[fx/profiler] debug the fx.profiler / add an example test script for fx.profiler #1730

super-dainiu · 2022-10-18T07:48:10Z

What's new?

I provide an example script for the fx.profiler performance test. It is marked as skip.

Remarks

After I upgraded transformers to the newest version, GPT-2 of hugging face no longer uses torch.nn.MultiheadAttention for transformer blocks. So the torch.nn.functional.softmax caused some unexpecting problems. They also used torch.finfo object, which is weird. I managed to fix them.

Tests

super-dainiu · 2022-10-18T07:48:46Z

colossalai/fx/profiler/memory.py

+            return n.target in [torch.nn.functional.relu, torch.nn.functional.softmax]
        elif n.op == 'call_module':
-            return type(n.graph.owning_module.get_submodule(n.target)) in [torch.nn.ReLU]
+            return type(n.graph.owning_module.get_submodule(n.target)) in [torch.nn.ReLU, torch.nn.Softmax]
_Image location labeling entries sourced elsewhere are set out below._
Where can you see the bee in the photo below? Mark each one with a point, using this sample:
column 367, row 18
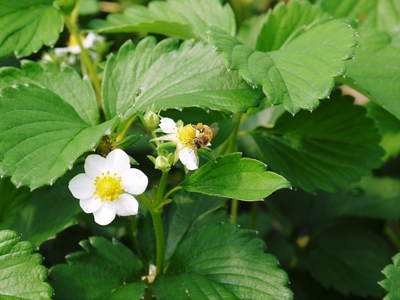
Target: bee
column 204, row 135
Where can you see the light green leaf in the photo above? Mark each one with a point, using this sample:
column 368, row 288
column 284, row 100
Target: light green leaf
column 222, row 262
column 298, row 74
column 178, row 18
column 375, row 70
column 162, row 77
column 98, row 272
column 186, row 210
column 41, row 135
column 348, row 258
column 331, row 147
column 21, row 273
column 234, row 177
column 389, row 127
column 285, row 22
column 392, row 282
column 27, row 25
column 63, row 81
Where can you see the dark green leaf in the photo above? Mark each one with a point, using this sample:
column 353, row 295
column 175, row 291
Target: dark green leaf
column 27, row 25
column 331, row 147
column 222, row 262
column 392, row 282
column 98, row 272
column 21, row 273
column 348, row 257
column 234, row 177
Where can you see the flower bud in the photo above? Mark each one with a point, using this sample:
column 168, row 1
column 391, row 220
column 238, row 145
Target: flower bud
column 162, row 163
column 151, row 120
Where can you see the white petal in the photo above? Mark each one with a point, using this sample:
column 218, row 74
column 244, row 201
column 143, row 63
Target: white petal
column 127, row 205
column 81, row 186
column 90, row 205
column 167, row 125
column 118, row 161
column 95, row 165
column 189, row 158
column 106, row 213
column 134, row 181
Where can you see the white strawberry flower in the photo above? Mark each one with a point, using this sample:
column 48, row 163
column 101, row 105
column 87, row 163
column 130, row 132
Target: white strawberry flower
column 184, row 137
column 106, row 187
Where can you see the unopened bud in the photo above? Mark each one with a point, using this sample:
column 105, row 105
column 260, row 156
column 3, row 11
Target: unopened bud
column 162, row 163
column 151, row 120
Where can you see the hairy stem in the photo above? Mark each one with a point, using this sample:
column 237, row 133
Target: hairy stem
column 90, row 68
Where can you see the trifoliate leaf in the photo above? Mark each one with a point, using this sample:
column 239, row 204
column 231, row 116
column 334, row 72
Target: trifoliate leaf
column 342, row 148
column 222, row 262
column 186, row 210
column 160, row 77
column 392, row 282
column 98, row 272
column 298, row 74
column 232, row 176
column 389, row 127
column 27, row 25
column 63, row 81
column 178, row 18
column 375, row 70
column 348, row 257
column 41, row 135
column 21, row 273
column 285, row 22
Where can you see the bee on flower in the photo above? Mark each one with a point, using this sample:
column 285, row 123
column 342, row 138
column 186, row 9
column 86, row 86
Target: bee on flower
column 107, row 187
column 188, row 138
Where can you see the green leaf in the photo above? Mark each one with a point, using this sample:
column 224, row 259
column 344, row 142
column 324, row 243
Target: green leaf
column 222, row 262
column 63, row 81
column 331, row 147
column 186, row 210
column 160, row 77
column 21, row 273
column 389, row 127
column 11, row 201
column 98, row 272
column 375, row 70
column 27, row 25
column 234, row 177
column 285, row 22
column 348, row 257
column 178, row 18
column 392, row 281
column 41, row 135
column 298, row 74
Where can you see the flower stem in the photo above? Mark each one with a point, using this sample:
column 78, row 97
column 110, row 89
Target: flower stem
column 160, row 239
column 90, row 68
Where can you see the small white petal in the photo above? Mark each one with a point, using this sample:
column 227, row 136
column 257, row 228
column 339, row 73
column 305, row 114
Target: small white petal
column 90, row 205
column 168, row 125
column 81, row 186
column 127, row 205
column 118, row 161
column 94, row 165
column 106, row 213
column 189, row 158
column 134, row 181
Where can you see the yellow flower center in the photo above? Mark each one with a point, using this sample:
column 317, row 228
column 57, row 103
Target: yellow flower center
column 108, row 187
column 186, row 135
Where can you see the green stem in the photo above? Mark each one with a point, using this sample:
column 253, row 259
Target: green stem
column 234, row 210
column 253, row 215
column 90, row 68
column 160, row 239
as I mentioned, softmax is another relu_like node

I think this is gonna confuse the future maintainer, what is a relu_like node?

I will think about this later. Unfortunately, I am also confused lol. Maybe I should add this to constants.py?

at least you should define this category of ops so that its semantics is clear.

Okay, I will make some comments there

colossalai/fx/profiler/tensor.py

colossalai/fx/profiler/profiler.py

FrankLeeeee · 2022-10-18T07:55:38Z

tests/test_fx/test_profiler/test_profiler_meta_info_prop.py

+    return forward_mem, param_mem
+
+
+@pytest.mark.skip("Test for performance, no need for CI")


Mark this with colossalai.testing.run_on_environment_flag so that we can still run the test in the future without code change.

Should it be colossalai.testing.run_on_environment_flag('fx.profiler')?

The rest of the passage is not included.